Fix Bug 66263 — Add support for reading SDT row in tables by hostedbygnome · Pull Request #971 · apache/poi

hostedbygnome · 2025-12-16T09:04:50Z

The issue is that there's an SDT at the same level as the table row.
Added support for this case.

CTR elements inside CTSdtRun and CTRow elements inside CTSdtRow are processed recursively.
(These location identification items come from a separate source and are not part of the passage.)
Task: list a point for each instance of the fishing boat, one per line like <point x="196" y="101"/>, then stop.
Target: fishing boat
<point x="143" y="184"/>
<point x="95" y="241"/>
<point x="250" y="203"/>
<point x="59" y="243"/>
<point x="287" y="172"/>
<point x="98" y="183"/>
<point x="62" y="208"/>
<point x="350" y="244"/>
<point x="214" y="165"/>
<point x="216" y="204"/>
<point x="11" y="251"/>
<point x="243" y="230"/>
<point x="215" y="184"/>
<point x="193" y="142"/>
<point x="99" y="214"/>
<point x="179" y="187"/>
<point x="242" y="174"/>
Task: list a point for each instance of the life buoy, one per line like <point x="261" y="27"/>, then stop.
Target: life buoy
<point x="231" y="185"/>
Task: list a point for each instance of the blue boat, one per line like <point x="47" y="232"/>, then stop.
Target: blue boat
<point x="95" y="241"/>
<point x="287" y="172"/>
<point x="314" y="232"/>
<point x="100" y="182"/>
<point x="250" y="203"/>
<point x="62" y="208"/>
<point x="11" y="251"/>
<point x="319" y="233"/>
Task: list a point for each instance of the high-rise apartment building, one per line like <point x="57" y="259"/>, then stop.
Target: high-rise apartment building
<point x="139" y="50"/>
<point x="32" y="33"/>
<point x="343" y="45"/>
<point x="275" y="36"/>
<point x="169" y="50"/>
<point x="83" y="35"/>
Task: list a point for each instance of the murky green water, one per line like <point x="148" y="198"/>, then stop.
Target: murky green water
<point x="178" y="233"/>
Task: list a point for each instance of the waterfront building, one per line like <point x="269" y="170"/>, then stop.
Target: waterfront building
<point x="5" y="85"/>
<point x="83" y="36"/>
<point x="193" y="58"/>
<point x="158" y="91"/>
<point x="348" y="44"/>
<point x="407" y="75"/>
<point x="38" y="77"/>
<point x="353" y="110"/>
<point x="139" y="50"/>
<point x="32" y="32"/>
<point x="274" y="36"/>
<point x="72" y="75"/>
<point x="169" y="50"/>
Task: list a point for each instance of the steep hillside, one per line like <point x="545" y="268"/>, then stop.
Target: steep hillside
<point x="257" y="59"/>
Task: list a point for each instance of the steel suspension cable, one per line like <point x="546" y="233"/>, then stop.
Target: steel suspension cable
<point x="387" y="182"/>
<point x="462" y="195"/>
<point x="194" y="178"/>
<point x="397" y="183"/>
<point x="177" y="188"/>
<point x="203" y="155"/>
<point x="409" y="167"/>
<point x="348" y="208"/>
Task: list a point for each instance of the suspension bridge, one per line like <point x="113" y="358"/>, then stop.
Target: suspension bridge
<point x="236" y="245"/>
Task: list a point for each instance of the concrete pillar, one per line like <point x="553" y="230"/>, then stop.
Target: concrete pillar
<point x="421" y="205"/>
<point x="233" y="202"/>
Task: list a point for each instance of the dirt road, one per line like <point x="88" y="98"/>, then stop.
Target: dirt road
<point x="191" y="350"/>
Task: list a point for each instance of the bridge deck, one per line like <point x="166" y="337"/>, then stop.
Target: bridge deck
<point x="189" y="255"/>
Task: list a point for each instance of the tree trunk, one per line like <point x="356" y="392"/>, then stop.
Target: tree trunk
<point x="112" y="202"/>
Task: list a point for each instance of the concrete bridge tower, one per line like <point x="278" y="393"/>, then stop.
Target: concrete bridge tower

pjfanning · 2025-12-16T11:03:57Z

doesn't even compile
no tests

pjfanning · 2025-12-18T13:09:17Z

would it be possible to provide a test?

hostedbygnome · 2026-04-06T16:39:23Z

would it be possible to provide a test?

yes, sorry for the delay

hostedbygnome · 2026-04-20T05:35:49Z

Is there anything else required in pr?
@pjfanning

Copilot

Pull request overview

Adds support for handling Word SDT (content control) structures that appear at the same level as table rows and runs, so their inner content can be discovered during parsing and text extraction (Bug 66263).

Changes:

Update XWPFTable to iterate table child elements and recursively process CTSdtRow to extract inner CTRow content.
Update XWPFParagraph to additionally process CTR elements inside CTSdtBlock / CTSdtRun content.
Add regression tests and new sample .docx files for SDT rows in tables and SDT runs in paragraphs.

Reviewed changes

Copilot reviewed 4 out of 6 changed files in this pull request and generated 5 comments.

Show a summary per file

File	Description
`poi-ooxml/src/main/java/org/apache/poi/xwpf/usermodel/XWPFTable.java`	Cursor-based traversal of table children; recursive SDT-row handling
`poi-ooxml/src/main/java/org/apache/poi/xwpf/usermodel/XWPFParagraph.java`	Processes CTRs nested inside SDT content when building run lists
`poi-ooxml/src/test/java/org/apache/poi/xwpf/usermodel/TestXWPFTable.java`	New unit tests for SDT-row table behavior and sample-doc regression
`poi-ooxml/src/test/java/org/apache/poi/xwpf/usermodel/TestXWPFParagraph.java`	New unit tests for SDT run handling + sample-doc regression
`test-data/document/Bug66263-table.docx`	Added sample document covering SDT row in table
`test-data/document/Bug66263-paragraph.docx`	Added sample document covering SDT runs in paragraphs

💡 Add Copilot custom instructions for smarter, more guided reviews. Learn how to get started.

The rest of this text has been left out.